Finalmente inizia a scattare, muovendosi in cerchio intorno a me. Adesso riesco a vederlo riflesso nello specchio che ho di fronte. Sta cercando l’inquadratura migliore. La troverà solo una volta sviluppate le foto. Lui non lo sa, ma sta immortalando la mia prima volta. La prima volta che faccio qualcosa fuori dagli schemi. Mi domando se non senta anche lui la tensione che c’è nell’aria. O se, invece, tutto ciò non faccia più né caldo né freddo quando sei del mestiere. Io lo trovo eccitante, forse troppo. E non voglio che finisca subito.

Mi si mette di fronte ma non sembra convinto di questa inquadratura. Si ferma. Riflette su come potrebbe rendere lo scatto interessante. Mi chiede di cambiare posizione. Mi avvicino allo specchio e mi metto come dice, verificando con la coda dell’occhio che la parte bassa del body non tradisca la mia eccitazione.

Ricomincia a girarmi intorno. Mi rimetto i capelli intorno al viso come vuole lui. Non si deve vedere niente nel riflesso dello specchio. Lui scatta una foto dopo l’altra e finalmente si ferma. Ha finito. Mi scappa un sospiro. Mi era piaciuto giocare alla modella.

Mi faccio coraggio e gli propongo di fare qualche scatto più audace. Per un istante lo sento dubbioso ma poi acconsente. Mi rimetto in posa sulla sedia e gli propongo di inquadrarmi dall’alto. Quando l’obbiettivo si posa su di me è come se si creasse un legame. Un’alchimia che prima non c’era. Adesso non parliamo, non è più necessario.

Inizia a scattare. Ormai ho rotto il ghiaccio e mi sento audace. Mi porto le mani al seno. Lui blocca il movimento per poterlo immortalare in una nuova serie di scatti. Ho l’impressione di essere dentro a un gioco. Un gioco in cui non sono fidanzata, in cui sono un’altra persona e non voglio che finisca. Adesso tra noi c’è qualcosa di magico, di unico. Non mi sono mai sentita così a mio agio nel mio corpo prima d’ora.
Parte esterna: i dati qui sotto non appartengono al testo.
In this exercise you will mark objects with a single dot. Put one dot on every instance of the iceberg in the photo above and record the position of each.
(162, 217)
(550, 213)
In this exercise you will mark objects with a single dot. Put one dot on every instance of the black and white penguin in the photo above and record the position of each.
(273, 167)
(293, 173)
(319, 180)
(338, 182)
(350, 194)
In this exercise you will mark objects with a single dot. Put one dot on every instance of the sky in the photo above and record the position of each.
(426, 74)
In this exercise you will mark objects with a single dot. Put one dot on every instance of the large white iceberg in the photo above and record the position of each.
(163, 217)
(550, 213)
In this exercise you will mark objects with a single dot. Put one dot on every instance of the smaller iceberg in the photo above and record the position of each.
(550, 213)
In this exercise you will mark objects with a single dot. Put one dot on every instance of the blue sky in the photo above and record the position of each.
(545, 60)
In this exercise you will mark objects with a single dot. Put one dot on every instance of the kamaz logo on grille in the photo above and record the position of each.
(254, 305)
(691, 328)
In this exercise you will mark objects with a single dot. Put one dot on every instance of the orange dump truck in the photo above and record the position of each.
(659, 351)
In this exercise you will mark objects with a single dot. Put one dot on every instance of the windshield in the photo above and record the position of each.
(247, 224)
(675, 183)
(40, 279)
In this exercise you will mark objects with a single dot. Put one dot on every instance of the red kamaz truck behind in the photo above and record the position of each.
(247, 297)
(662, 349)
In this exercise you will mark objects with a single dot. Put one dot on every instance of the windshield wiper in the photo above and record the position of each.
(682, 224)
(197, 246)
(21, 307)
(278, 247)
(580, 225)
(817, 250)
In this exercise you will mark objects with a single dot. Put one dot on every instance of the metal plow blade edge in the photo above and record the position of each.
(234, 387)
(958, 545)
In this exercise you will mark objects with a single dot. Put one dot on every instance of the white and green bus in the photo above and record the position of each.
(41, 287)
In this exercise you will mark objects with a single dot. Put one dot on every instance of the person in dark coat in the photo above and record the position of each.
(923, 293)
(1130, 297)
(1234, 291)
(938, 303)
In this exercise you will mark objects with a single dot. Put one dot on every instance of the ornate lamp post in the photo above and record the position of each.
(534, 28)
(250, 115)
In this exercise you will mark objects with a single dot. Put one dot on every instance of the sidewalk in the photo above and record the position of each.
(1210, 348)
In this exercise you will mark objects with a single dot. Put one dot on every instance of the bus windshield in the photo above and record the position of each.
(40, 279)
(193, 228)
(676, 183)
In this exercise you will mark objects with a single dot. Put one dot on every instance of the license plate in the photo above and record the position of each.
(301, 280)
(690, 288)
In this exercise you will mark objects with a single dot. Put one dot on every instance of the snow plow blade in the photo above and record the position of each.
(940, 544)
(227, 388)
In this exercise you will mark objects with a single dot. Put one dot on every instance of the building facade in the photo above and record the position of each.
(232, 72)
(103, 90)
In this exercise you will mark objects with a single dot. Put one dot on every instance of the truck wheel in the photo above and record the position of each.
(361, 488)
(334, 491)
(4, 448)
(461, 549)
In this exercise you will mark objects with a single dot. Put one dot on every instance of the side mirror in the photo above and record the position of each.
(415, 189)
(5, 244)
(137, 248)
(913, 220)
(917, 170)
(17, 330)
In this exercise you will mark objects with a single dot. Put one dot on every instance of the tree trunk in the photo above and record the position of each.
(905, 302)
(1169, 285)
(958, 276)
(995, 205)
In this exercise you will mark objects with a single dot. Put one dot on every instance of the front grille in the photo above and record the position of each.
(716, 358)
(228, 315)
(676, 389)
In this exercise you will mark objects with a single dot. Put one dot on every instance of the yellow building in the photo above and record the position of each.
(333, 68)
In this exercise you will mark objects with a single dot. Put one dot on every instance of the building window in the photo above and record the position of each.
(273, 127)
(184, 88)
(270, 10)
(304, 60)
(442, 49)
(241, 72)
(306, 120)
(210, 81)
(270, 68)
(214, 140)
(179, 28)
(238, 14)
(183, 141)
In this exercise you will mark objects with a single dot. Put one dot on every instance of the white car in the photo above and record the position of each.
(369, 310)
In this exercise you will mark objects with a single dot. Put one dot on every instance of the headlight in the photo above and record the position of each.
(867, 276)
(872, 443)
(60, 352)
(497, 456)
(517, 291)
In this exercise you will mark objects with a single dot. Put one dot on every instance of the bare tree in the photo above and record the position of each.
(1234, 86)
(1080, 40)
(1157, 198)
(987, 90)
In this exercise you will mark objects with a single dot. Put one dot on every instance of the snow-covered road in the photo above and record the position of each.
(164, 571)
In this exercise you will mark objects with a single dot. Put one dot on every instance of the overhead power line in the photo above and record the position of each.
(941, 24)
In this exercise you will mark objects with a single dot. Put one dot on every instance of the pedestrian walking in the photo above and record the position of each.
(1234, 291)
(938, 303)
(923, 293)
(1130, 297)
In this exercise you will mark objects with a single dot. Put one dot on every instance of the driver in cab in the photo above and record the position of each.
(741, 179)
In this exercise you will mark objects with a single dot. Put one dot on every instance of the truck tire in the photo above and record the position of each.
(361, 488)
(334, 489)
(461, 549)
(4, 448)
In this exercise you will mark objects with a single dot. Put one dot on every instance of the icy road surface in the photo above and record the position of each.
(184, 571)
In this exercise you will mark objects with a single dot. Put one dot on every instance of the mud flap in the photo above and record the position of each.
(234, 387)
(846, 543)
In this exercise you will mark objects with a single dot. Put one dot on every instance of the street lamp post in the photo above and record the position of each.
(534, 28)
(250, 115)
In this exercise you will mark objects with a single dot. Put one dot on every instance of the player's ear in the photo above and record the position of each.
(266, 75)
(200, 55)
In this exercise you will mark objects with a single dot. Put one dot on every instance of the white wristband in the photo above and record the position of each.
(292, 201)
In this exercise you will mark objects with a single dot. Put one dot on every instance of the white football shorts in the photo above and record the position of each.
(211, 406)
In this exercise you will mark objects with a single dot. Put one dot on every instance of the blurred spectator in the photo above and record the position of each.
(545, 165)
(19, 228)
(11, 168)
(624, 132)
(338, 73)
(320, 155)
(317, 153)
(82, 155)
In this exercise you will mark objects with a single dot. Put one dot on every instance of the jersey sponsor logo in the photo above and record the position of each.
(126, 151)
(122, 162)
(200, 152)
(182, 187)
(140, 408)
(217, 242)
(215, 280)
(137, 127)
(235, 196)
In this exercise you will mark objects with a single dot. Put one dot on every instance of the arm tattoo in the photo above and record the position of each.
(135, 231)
Mi sento accaldata ma spogliarmi non mi porta alcun refrigerio, anzi. Mi abbasso il body facendo uscire il seno e lo schiaccio contro lo schienale della sedia. Lui cerca di rimanere professionale e si complimenta per l’idea ma sento che la sua voce inizia a tremare. Non lo lascio indifferente, e la cosa è reciproca. Metto da parte l’idea del mio fidanzato. Voglio togliermelo dalla testa e concentrarmi unicamente su quanto sta succedendo ora.

Il fotografo adesso non mi dà più ordini. Si accontenta di aspettare la mia prossima mossa. Io, invece, mi faccio più ardita a ogni nuovo scatto. Mi piace stare sotto ai riflettori e la cosa mi fa sentire sicura di me come mai prima d’ora. E pensare che questa mattina me la facevo sotto pensando di non riuscire neanche a muovermi e che sarei rimasta rigida come un pezzo di legno! Riprendo la posizione iniziale, a cavalcioni sulla sedia. Ma questa volta il body è rimasto a terra.

Lui nel frattempo non ha detto una parola, limitandosi a fotografare. Mi eccito da sola, cercando di seguirlo attraverso il riflesso nello specchio. Vedo la sua erezione, la prova concreta dell’effetto che gli faccio. Se ne accorge e si ritira prontamente dal mio capo visivo. La sua vergogna mi eccita ancora di più.

Sempre dandogli la schiena mi sfilo le calze a rete. Purtroppo lui non si trova nella posizione giusta per riuscire a vedere le mie parti intime nude nello specchio. Peccato.

Sorrido tra me e me. Tiro indietro le spalle e inarco la schiena. Mi sento sempre più bagnata, ho quasi paura di macchiare il divano, su cui nel frattempo mi sono spostata. Sono al limite dell’indecenza e questo mi fa girare la testa. Mi muovo con naturalezza, come se tutto ciò fosse un’abitudine.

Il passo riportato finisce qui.